As for model performance, the median AUC in derivation was 0.83 (range 0.69–0.95) among 16 models in which only two models were considered to have very good discrimination.38, 39 Only two studies presented a calibration plot for derivation and validation.35, 40 The H-L test was used in two derivations and one internal validation.34, 37 Five models have been externally validated, with regards to separate populations within the same study or other model studies, where the sample size ranged from 108 to 2832 and the median AUC was 0.79 (range 0.69–0.86), in which two model were considered to have a good discrimination.34, 38 Two external validations provided a calibration plot,35 and one reported the H-L test.35 In the Wang external validation, the calibration suggested the model for ICU and non-ICU children, which indicated a good model fit.35
Regrettably, only three models allowed easy bedside calculation or potential electronic automation (the AKI risk calculator in Wang's study, and intelligently engineered predictors automatically assessing real-time AKI risk in Dong's study)35, 40 Only two models reported the effectiveness of clinical application by the randomized controlled trials,35, 55 which remaindered that the alert based on real-time risk prediction of AKI increased screening rates of SCr testing in ICU, but did not decrease the AKI incidence or severity in pediatric ward settings.55 In addition, we contacted the investigators but did not receive a response.
DISCUSSION
Principal findings
Currently, researchers are devoted to developing prediction models to early detect pediatric AKI, however, their levels of quality are limited and the models rarely are applicable in clinical practice.

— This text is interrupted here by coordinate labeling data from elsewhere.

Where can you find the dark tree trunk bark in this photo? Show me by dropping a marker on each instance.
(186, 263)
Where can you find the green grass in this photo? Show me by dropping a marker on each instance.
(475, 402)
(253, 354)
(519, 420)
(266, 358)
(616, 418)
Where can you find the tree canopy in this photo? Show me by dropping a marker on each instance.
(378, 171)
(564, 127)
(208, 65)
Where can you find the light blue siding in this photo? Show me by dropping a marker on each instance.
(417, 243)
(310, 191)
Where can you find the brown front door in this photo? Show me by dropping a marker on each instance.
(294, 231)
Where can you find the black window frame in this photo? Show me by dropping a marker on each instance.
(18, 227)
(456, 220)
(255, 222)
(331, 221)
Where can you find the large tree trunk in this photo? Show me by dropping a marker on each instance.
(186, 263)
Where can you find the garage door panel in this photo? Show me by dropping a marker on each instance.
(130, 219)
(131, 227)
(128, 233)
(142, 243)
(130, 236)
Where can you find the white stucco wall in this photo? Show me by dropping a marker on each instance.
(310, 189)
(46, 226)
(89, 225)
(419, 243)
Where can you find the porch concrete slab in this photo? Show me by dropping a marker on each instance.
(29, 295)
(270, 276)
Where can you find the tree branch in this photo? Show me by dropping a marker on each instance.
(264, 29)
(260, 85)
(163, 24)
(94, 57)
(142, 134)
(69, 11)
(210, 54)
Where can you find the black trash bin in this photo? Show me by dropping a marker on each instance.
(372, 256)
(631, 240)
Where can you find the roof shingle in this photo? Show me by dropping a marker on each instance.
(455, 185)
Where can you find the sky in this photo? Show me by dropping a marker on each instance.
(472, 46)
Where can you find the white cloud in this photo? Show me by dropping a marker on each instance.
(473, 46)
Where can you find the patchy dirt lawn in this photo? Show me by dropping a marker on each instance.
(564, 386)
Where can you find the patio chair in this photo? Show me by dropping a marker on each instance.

The results of this review showed that the generalization ability of most models was limited by either the lack of external validation, the model impact studies or evidence of clinical implementation, incomplete reporting, and little consideration of electronic automation. Besides the modeling algorithm, this review found that the challenges for developing prognostic prediction models for pediatric AKI are reflected by the reporting deficiencies included in ways of determining baseline SCr. Also, it is concerned with age-dependent blood biochemical indexes for pediatric participants. In addition, few prognostic prediction models for pediatric AKI were performed for external validation, let alone the transformation in clinical practice.
PROBAST suggests that all studies have domains that place the studies at high ROB; the main reasons are insufficient reporting and methodological shortcomings. For example, no study collected predictors or outcomes in blinding methods, thus information bias was unavoidable. Although the phenomenon of under-reporting improved after the formation of the TRIPOD statement,25 there were still insufficient reports regarding dealing with missing values, calculating the sample size, the blinding method in data collection, as well as selecting the method of predictors (Table 3), which resulted in an unclear ROB. Meanwhile, it was difficult to assess the impact of high ROBs on model prediction effect in our study due to the lack of information on the application of these models in clinical scenarios. Due to all studies having high ROB in our study, we thought all included models for predicting AKI in children were not the best model and prognostic prediction models for pediatric AKI need further establishment. The above analysis remains that the factors that led to high ROB should be avoided in the research design stage and the reporting of predictive model research should be strictly in accordance with standardized reporting standards such as the TRIPOD statement.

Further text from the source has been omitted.